Das Corona-Virus hat unser alltägliches Leben fest im Griff. Wir können uns als Christinnen und Christen nicht mehr treffen und miteinander Gottesdienste feiern. Die Kirchen bleiben geschlossen. Nur wenige Kirchen sind (noch) für das stille Gebet geöffnet. Wir können aber auch zuhause Gottesdienste feiern, in einer kleinen Hausgemeinschaft oder alleine. Im Folgenden finden Sie einen möglichen Ablauf, den Sie frei abändern können. Aber vielleicht hilft Ihnen diese Form, mit Gott und im Gebet mit anderen in Kontakt zu bleiben.

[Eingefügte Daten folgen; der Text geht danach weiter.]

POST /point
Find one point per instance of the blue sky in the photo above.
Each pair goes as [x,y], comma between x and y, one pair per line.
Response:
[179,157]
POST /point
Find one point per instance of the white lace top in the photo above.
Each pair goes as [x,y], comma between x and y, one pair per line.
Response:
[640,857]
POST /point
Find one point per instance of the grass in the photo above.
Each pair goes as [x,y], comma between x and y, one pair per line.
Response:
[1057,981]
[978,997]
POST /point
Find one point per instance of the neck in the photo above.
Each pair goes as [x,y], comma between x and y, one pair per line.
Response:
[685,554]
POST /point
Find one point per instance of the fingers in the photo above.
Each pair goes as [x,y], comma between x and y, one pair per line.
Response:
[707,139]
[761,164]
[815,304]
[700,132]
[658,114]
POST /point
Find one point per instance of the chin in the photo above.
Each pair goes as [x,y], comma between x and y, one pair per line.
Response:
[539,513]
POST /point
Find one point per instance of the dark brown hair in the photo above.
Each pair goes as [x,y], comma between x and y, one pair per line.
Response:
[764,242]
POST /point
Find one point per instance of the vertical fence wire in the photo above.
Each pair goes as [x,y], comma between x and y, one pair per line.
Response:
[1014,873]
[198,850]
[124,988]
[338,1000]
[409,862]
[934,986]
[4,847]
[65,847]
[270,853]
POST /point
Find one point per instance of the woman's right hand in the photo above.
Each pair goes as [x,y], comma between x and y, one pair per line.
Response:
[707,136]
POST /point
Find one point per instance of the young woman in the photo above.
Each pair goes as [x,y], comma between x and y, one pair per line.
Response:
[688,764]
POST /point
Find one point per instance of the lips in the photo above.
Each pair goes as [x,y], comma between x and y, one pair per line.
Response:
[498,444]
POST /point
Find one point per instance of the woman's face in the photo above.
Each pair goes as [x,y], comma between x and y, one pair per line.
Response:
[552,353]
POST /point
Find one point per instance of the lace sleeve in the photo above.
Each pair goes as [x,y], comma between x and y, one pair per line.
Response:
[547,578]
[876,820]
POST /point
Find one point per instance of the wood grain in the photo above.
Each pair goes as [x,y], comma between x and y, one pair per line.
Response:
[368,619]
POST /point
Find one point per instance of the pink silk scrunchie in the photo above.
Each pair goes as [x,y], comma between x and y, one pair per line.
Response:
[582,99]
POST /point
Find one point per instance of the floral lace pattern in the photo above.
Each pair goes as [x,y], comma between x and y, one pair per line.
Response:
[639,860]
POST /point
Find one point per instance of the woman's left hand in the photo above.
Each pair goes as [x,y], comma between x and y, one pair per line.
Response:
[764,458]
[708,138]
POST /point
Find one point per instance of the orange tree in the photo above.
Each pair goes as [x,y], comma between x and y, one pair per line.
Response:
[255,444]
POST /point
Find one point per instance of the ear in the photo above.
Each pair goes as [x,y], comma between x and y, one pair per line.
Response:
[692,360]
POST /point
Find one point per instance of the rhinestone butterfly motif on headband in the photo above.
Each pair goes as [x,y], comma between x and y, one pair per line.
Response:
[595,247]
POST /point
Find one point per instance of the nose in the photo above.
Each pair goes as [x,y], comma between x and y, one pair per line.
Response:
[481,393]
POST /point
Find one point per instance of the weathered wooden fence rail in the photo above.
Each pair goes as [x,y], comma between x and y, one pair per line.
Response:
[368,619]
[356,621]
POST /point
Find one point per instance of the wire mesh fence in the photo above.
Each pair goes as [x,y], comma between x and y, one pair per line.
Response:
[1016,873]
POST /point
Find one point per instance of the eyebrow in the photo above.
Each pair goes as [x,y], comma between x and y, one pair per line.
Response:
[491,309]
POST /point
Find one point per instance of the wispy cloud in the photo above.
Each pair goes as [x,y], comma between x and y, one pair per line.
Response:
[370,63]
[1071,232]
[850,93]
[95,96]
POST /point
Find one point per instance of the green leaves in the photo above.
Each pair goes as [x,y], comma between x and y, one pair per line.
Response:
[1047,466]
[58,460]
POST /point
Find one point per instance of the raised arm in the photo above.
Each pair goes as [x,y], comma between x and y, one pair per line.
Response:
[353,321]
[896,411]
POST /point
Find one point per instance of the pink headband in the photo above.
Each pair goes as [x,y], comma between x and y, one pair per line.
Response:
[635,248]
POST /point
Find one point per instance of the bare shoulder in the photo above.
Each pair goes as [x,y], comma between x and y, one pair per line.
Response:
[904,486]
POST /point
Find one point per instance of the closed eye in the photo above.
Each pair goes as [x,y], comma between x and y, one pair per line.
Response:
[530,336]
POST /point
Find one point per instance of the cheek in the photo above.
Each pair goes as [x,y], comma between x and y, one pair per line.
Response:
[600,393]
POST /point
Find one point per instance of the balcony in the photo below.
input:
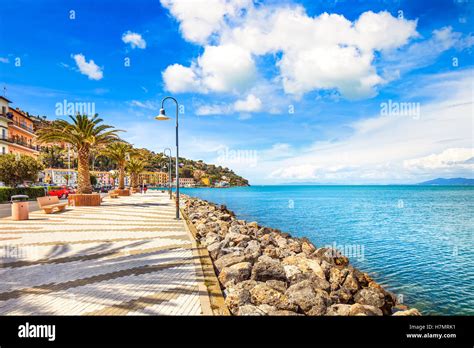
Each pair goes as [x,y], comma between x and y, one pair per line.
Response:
[20,142]
[22,126]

  1. Setzen Sie sich bequem hin. Machen Sie das Radio, den Fernseher und die Musik aus. Entzünden Sie eine Kerze. Haben Sie noch andere christliche Symbole in Ihrer Wohnung? Ein Kreuz? Eine christliche Spruchkarte? Ein Gesangbuch? Legen Sie diese Symbole neben die Kerze und gestalten Sie sich eine kleine meditative Ecke. 
  2. Atmen Sie tief ein. Helfen Sie sich selber, durch die Atmung ein wenig zur Ruhe zu kommen.
  3. Beginnen Sie die Hausandacht mit folgenden Worten: „Im Namen des Vaters und des Sohnes und des Heiligen Geistes. Amen. Unsere Hilfe steht im Namen des Herrn, der Himmel und Erde gemacht hat. 
  4. Sprechen Sie dann ein Eröffnungsgebet, zum Beispiel mit folgenden Worten: Guter Gott, ich komme jetzt zu dir mit meinen Fragen, mit meinen Erlebnissen, mit meinen Sorgen. Komm du nun auch zu mir. Hör mir zu. Sprich mich an. Mach mir Mut und schenk mir deine Gegenwart
  5. Lesen Sie dann fortlaufend einen Psalm. Wählen Sie nur einige wenige Verse aus. In manchen Bibeln sind die bekannten Bibelverse fett gedruckt. 
  6. Schreiben Sie in ein kleines Büchlein Ihre Gedanken zum Psalmtext auf. 
  7. Lesen Sie dann fortlaufend einen Text aus dem neuen Testament. Passend zur vorösterlichen Zeit können Sie mit dem 21. Kapitel des Matthäusevangeliums beginnen. 
  8. Schreiben Sie in ein kleines Büchlein Ihre Gedanken zum Bibeltext auf.
  9. Sprechen Sie nun ein Gebet. Beten Sie für nahe und ferne Menschen, für unser Land, für unsere Stadt, für alle, die Verantwortung tragen, für alle, die pflegen und Kranke behandeln, für alle, die wir jetzt nicht persönlich treffen können. 
  10. Lassen Sie Ihre Fürbitten in das Vater Unser münden: Vater unser im  Himmel, geheiligt werde dein Name, dein Reich komme, dein Wille geschehe wie im Himmel so auch auf Erden. Unser tägliches Brot gib uns heute. Und vergib uns unsere Schuld wie auch wir vergeben unseren Schuldigern. Und führe uns nicht in Versuchung, sondern erlöse uns von dem Bösen; denn dein ist das Reich und die Kraft  und die Herrlichkeit in Ewigkeit. Amen.
  11. Bitten Sie zum Schluss um den Segen Gottes, zum Beispiel mit folgenden Worten: Der Herr  segne dich und behüte dich; der HERR lasse sein Angesicht leuchten über dir und sei dir gnädig; der HERR hebe sein Angesicht über dich und gebe dir Frieden. – Und der Friede Gottes, der höher ist als alle Vernunft, wird eure Herzen und Sinne in Christus Jesus bewahren.

Wenn Sie ein Gesangbuch zu Hause haben, können Sie auch zum Beispiel den Psalmtext mit Liedstrophen austauschen, die Sie singen oder sich und anderen vorlesen. 

Wir wünschen Ihnen eine gesegnete Andachtszeit zu Hause. Fühlen Sie sich mit denen verbunden, die wie Sie zuhause beten.